By your post and comments it certainly sounds like you need to get a machine/assembly shop involved. Make sure you use solid ARP rod bolts as well.

Also what is the budget here?

budget is around 2-3 for the bottom end, everything else i already have sorted out. i refuse to do a rb30. i just need more of a guideline to start with so i can order in some parts. don't want to miss my event.

You will need the matching girdle for the block you cant just use any old one as they are machined to size as a pair, as for bearings i would recommend ACL race series RB26 bearings, they come in two (2) sizes for standard journal size and that is 7M2428H & 7M2428HX, the HX's give you extra clearance than H's it all comes down to fitting them to your block and measuring the tunnel size then measure the crank and see what clearance you require.

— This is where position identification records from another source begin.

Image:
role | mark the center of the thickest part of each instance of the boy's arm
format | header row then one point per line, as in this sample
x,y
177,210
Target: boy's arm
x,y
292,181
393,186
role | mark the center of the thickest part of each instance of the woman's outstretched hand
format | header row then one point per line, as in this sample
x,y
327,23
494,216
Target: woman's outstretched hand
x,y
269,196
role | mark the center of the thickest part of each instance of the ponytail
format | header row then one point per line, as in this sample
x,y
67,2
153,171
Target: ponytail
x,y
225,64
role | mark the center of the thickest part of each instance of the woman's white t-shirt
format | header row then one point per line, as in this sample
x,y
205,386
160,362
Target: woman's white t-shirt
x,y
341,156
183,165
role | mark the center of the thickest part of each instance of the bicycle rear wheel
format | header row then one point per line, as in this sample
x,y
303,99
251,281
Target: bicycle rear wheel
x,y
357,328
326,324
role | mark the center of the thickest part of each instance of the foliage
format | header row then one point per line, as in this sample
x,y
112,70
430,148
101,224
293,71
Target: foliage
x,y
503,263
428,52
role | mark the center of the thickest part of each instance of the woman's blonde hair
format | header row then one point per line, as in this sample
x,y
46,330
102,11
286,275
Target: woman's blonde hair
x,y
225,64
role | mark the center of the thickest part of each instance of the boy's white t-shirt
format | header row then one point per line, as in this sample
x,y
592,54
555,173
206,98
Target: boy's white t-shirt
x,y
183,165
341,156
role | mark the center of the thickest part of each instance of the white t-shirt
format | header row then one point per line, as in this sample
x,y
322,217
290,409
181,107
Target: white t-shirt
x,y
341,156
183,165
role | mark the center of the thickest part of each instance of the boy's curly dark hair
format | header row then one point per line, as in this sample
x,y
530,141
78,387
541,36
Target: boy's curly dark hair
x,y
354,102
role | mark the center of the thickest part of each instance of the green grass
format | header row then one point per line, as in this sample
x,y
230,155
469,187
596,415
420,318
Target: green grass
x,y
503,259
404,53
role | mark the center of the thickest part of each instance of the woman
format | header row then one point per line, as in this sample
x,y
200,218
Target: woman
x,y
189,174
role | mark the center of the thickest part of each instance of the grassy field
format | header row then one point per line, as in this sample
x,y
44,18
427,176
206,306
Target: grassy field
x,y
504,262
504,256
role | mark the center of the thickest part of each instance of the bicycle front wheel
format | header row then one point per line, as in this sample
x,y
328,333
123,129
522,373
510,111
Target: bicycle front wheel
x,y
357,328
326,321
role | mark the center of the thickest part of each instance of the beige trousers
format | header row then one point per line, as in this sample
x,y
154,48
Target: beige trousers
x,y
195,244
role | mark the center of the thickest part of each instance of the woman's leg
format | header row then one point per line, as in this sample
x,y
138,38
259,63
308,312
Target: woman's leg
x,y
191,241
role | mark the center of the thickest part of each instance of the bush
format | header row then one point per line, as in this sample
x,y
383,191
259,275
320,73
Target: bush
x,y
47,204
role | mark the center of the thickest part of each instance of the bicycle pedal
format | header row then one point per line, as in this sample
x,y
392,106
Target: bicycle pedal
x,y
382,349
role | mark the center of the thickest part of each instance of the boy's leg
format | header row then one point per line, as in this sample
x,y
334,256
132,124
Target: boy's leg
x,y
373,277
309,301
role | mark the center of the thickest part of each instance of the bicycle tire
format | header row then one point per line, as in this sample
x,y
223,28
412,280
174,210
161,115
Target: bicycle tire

Compression ratio between 8.5:1 to 9.0:1 will suffice.

As for camshafts if you want to run Non VCT then yes the VCT feed will need to be blocked off, to do so i normally tap the hole on the underside of the head and fit an A plug in it you also have to remove the brass segmented oil gallery plug at the front of the head and replace it with a normalplug like the rest of them and in the front intake cam journal the bigger hole also requires blocking. i would also leave the drain from the front exhaust side of the head to block in place as for restrictors you can fit some 1mm ones but if your retaining a hydraulic lifter setup i would not block one of them off as they require plenty of oil to keep them lifters filled up.

Also if not already done i would recommend drilling the 5 internal oil drains in the head and block to a bigger diameter.